O’Dowd in push to save jobs from RET costs
FLYNN MP Ken O'Dowd is pushing to have two emissions-intensive Gladstone industries exempt from the national renewable energy target to ease the pressure management faces in saving costs.
Cement Australia and Boyne Smelters Ltd have had to pay major costs to prop up the renewable energy industries but Mr O'Dowd has questioned "at what cost"?
BSL has already cut costs by not replacing staff leaving through natural attrition and shutting down part of its operations earlier this year, but there's still a fair difference in the $25 million the RET costs the smelter annually.
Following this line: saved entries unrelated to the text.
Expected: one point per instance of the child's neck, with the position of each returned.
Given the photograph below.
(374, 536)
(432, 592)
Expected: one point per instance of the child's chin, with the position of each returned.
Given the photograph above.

Prime Minister Tony Abbott last week suggested he could cut the entire RET, but the government is waiting on the Dick Warburton review.
Mr O'Dowd has been working behind the scenes before parliament returned this week to ensure Environment Minister Greg Hunt and Industry Minister Ian Macfarlane were aware of the impact the RET was having on Gladstone's industries and, in turn, its people.
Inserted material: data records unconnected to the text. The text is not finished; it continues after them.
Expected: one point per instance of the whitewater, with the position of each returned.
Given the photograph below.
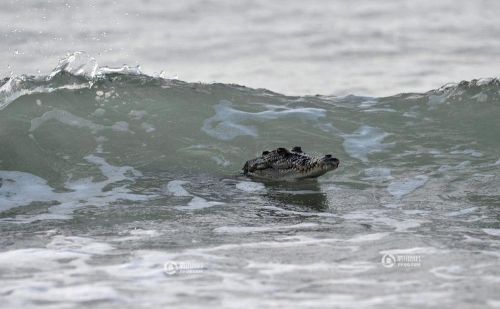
(119, 189)
(124, 126)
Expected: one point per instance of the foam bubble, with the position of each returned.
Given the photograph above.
(492, 232)
(366, 140)
(227, 123)
(175, 187)
(256, 229)
(250, 186)
(402, 187)
(19, 189)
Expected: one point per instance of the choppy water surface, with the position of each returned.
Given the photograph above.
(121, 189)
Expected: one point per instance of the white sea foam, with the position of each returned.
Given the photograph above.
(492, 232)
(257, 229)
(250, 186)
(69, 119)
(402, 187)
(229, 123)
(21, 189)
(366, 140)
(175, 187)
(378, 173)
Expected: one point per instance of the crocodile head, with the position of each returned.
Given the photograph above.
(282, 164)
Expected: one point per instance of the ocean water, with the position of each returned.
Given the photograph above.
(120, 186)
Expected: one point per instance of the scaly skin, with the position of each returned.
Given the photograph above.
(281, 164)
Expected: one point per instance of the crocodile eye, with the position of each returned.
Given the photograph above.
(281, 150)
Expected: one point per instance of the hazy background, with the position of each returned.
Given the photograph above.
(328, 47)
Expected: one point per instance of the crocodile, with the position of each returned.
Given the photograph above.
(282, 164)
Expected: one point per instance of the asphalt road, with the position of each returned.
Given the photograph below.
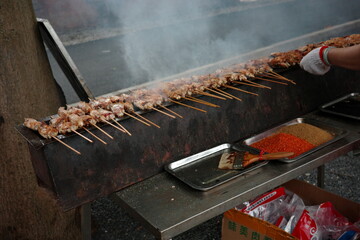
(152, 52)
(113, 223)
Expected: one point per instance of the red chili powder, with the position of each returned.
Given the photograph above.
(283, 142)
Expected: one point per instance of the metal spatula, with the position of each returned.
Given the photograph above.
(240, 160)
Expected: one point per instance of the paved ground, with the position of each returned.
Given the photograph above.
(342, 176)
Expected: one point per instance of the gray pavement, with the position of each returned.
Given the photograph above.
(142, 52)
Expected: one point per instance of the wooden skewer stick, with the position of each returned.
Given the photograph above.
(222, 94)
(275, 74)
(238, 89)
(257, 84)
(272, 76)
(248, 84)
(280, 76)
(200, 101)
(102, 131)
(268, 80)
(87, 139)
(203, 101)
(171, 111)
(66, 145)
(185, 105)
(145, 119)
(127, 114)
(230, 95)
(105, 121)
(169, 115)
(122, 127)
(92, 134)
(209, 95)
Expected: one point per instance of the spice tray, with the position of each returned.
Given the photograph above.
(346, 106)
(337, 133)
(200, 171)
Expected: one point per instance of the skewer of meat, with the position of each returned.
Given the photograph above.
(46, 131)
(129, 108)
(97, 109)
(64, 126)
(185, 105)
(78, 116)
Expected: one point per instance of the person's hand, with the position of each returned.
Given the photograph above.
(314, 62)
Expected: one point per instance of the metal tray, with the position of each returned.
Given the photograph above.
(200, 171)
(335, 131)
(346, 106)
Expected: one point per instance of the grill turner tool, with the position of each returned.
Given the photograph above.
(240, 160)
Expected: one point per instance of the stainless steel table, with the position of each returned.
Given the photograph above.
(168, 207)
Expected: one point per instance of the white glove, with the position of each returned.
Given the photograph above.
(314, 63)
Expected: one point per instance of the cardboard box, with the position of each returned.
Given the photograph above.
(240, 226)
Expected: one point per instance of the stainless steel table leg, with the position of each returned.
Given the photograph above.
(321, 176)
(85, 211)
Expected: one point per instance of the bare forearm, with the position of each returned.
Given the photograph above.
(345, 57)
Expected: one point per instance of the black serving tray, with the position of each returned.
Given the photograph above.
(200, 171)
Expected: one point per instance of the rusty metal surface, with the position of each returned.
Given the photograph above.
(103, 169)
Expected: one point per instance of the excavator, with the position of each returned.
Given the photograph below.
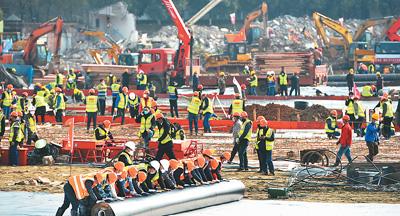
(236, 54)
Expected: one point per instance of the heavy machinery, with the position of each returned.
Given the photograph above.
(236, 54)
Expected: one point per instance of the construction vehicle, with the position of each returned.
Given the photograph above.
(236, 54)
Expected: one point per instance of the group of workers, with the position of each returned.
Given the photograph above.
(126, 179)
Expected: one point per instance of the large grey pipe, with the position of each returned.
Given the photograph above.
(173, 202)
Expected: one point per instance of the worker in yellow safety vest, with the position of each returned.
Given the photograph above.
(237, 105)
(244, 139)
(59, 107)
(81, 192)
(92, 104)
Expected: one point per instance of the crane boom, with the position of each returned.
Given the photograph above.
(212, 4)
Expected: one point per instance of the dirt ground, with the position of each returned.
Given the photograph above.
(256, 185)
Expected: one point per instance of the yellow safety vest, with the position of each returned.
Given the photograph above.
(367, 91)
(333, 124)
(91, 104)
(248, 135)
(145, 123)
(20, 135)
(194, 105)
(7, 100)
(237, 106)
(39, 101)
(282, 79)
(123, 102)
(350, 108)
(361, 110)
(254, 83)
(269, 145)
(115, 88)
(209, 109)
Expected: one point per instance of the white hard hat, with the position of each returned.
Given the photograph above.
(132, 96)
(130, 145)
(165, 164)
(155, 164)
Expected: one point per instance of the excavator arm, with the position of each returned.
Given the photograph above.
(43, 29)
(388, 21)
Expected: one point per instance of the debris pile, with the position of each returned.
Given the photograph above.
(277, 112)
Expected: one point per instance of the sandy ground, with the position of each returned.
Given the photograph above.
(256, 185)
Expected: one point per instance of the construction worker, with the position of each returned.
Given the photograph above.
(295, 84)
(387, 113)
(59, 79)
(133, 104)
(102, 132)
(193, 111)
(344, 141)
(207, 111)
(253, 81)
(2, 124)
(142, 78)
(59, 105)
(379, 82)
(244, 138)
(350, 108)
(78, 96)
(6, 100)
(71, 79)
(116, 90)
(110, 79)
(165, 145)
(31, 126)
(359, 112)
(372, 137)
(350, 80)
(147, 123)
(102, 96)
(40, 105)
(16, 137)
(237, 125)
(80, 193)
(121, 104)
(367, 91)
(92, 105)
(331, 125)
(173, 99)
(221, 83)
(237, 105)
(283, 82)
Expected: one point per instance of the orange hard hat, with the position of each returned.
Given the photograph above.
(141, 176)
(132, 171)
(190, 165)
(173, 163)
(111, 177)
(119, 166)
(263, 123)
(214, 164)
(107, 123)
(207, 152)
(236, 114)
(201, 161)
(159, 115)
And for what, Mr O'Dowd asked.
"The smelter is propping up these renewable industries of which none of them are up here and we see none of those jobs either," he said.
He said it was putting our companies on an uncompetitive footing to the rest of the world.
"The smelter has cut back on emissions and they're still whacked with $25 million a year fees," he said.
"Two smelters have already closed - we can't afford to have Boyne Smelters go too.
"I wouldn't go to a complete banning, but one thing's for certain is the impact it's having on industry and we need a 100% exemption here."
RENEWABLE ENERGY TARGET
The RET is designed to ensure Australia gets 20% of its electricity from renewable sources, like wind and solar, by 2020, but it's set to deliver about 28% due to an unexpected fall in electricity demand.
Mr O'Dowd has led a group of 28 Coalition MPs with major aluminium-producing operations in their electorates, or concern for the industry, to endorse a call for aluminium production to be totally exempted from the scheme from July next year in a move that would save it up to $80 million a year.